In the Florida Keys, more than $4 million would go to kickstarting plans to replace the Card Sound Bridge in Key Largo.

The full infrastructure bill is viewable here. Note: It is more than 2,000 pages long.

In voting against the bill, both Sens. Rubio and Scott said the bill was supposed to pay for itself and not add to the national debt. The bipartisan group of senators who negotiated the package aimed to do this, but an independent assessment from the Congressional Budget Office, a nonpartisan part of Congress that provides economic analysis to lawmakers, estimated the bill would add $256 billion to the federal deficit over the next decade.

That was enough to convince both Florida senators to vote against it, they said.

“I support investing in roads, bridges, broadband, and efforts to mitigate against sea level rise, and I hoped there would be a bill I could vote for,” said Rubio in a statement. “But this bill was negotiated in secret, rushed through the process without meaningful opportunities to have input, and adds a net increase ... to the national debt.
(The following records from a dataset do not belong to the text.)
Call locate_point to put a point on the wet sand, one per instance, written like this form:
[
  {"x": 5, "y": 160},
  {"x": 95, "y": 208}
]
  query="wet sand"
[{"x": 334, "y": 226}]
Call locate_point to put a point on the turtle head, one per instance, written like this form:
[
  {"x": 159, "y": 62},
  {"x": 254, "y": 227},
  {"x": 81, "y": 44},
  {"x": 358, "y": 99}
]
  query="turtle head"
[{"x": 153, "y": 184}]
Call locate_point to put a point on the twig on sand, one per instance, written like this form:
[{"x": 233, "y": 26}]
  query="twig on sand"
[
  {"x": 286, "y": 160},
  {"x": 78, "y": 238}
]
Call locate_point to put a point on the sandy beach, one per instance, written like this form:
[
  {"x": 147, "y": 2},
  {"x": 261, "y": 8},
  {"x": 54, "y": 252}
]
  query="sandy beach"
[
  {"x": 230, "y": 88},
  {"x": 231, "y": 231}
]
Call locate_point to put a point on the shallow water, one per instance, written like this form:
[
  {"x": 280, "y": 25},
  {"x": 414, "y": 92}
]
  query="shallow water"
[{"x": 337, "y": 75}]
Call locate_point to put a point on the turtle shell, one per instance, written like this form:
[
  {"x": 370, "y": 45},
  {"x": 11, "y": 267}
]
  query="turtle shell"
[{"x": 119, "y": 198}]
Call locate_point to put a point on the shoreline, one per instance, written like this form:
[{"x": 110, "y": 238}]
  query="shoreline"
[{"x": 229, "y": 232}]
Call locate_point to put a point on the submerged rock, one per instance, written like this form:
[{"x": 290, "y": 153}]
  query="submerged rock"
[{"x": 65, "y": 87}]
I can’t vote for a bill like that.”

Sen. Scott added in a statement released last week: “We were promised this infrastructure bill was fully paid for, and now we see that it’s not.”

On Twitter, President Biden hailed the bipartisan passage of the bill as a major victory not just for his administration, but for his contention that bipartisan action is still possible in a deeply polarized nation.

“We proved our democracy can still work,” he wrote on Twitter. “We’re going to create millions of good-paying jobs, grow the economy, and transform our nation’s infrastructure.”

The bill now heads to the House of Representatives, where it faces a contentious future.

House Speaker Nancy Pelosi, of California, has stated she will not bring the bipartisan bill to a vote until the Senate passes a $3.5 trillion bill aimed at tackling climate change and beefing up social programs, likely raising taxes for some Americans in the process. That bill forms another pillar of Biden’s broad economic plans.

No Republican votes would be needed to pass that bill, under a process known as budget reconciliation. Republicans are expected to be unanimously opposed to the second bill.